Surgeon Stated Sherman Act Claim Against Hospital Where Denied Privileges
By Nathan A. Adams IV
In Toranto v. Jaffurs, No. 16cv1709-JAH (NLS), 2018 WL 1410736 (S.D. Cal. Mar. 21, 2018), the district court determined that a pediatric plastic and craniofacial surgeon stated a claim for violations of the Sherman Act and defamation based on allegations that an employee of the University of California Board of Regents sent false, derogatory information to the hospital at which the surgeon sought admitting privileges, and that the employee and hospital officials conspired to deny him privileges. The physician alleged that the conspiracy restraining him from practicing resulted in longer patient wait time and higher costs and prevented certain complex pediatric craniofacial surgery procedures from being available at all. The court rejected the defendants' argument that they are a single entity incapable of conspiracy and that an employee cannot conspire with her employer.
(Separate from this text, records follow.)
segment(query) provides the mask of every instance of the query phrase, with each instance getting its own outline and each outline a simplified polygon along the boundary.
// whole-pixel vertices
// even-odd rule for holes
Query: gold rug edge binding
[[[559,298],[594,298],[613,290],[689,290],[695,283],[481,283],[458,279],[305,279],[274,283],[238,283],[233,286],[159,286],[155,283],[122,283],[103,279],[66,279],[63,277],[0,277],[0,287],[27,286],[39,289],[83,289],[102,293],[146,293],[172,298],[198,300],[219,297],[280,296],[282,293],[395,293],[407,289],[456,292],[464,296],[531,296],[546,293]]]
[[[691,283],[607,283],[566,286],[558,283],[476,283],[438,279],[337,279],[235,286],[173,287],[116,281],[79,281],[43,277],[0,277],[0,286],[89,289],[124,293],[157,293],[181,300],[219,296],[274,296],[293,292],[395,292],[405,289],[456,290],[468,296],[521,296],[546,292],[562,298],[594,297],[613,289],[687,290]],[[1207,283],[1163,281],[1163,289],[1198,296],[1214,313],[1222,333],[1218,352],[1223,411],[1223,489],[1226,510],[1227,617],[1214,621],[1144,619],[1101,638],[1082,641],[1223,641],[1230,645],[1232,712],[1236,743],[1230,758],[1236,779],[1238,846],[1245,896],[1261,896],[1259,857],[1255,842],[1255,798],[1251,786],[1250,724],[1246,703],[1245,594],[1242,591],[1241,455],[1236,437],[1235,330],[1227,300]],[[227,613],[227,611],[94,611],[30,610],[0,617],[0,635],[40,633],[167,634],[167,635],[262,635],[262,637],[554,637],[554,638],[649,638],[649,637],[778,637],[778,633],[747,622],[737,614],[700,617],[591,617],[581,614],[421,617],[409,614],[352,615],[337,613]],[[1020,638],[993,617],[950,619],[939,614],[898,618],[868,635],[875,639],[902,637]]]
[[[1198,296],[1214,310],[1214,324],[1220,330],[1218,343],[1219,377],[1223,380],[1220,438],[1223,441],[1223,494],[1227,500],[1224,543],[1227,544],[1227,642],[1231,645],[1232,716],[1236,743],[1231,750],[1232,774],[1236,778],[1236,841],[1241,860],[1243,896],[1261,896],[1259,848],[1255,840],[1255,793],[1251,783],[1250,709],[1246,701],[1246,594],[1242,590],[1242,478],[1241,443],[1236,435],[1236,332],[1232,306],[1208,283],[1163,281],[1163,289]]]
The court likewise rejected the defendants' argument that the unilateral power to deny privileges cannot result in a restraint of trade. Also significant, the court rejected the defendants' argument at the dismissal stage that the alleged statements of the employee of the Board of Regents that the physician was not fit to operate on children were privileged. The plaintiff alleged that the statements were not intended to aid in his evaluation, the employee viewed him as an economic threat to his practice and the employee acted out of a deep-seated animosity for him with the goal of denying him employment.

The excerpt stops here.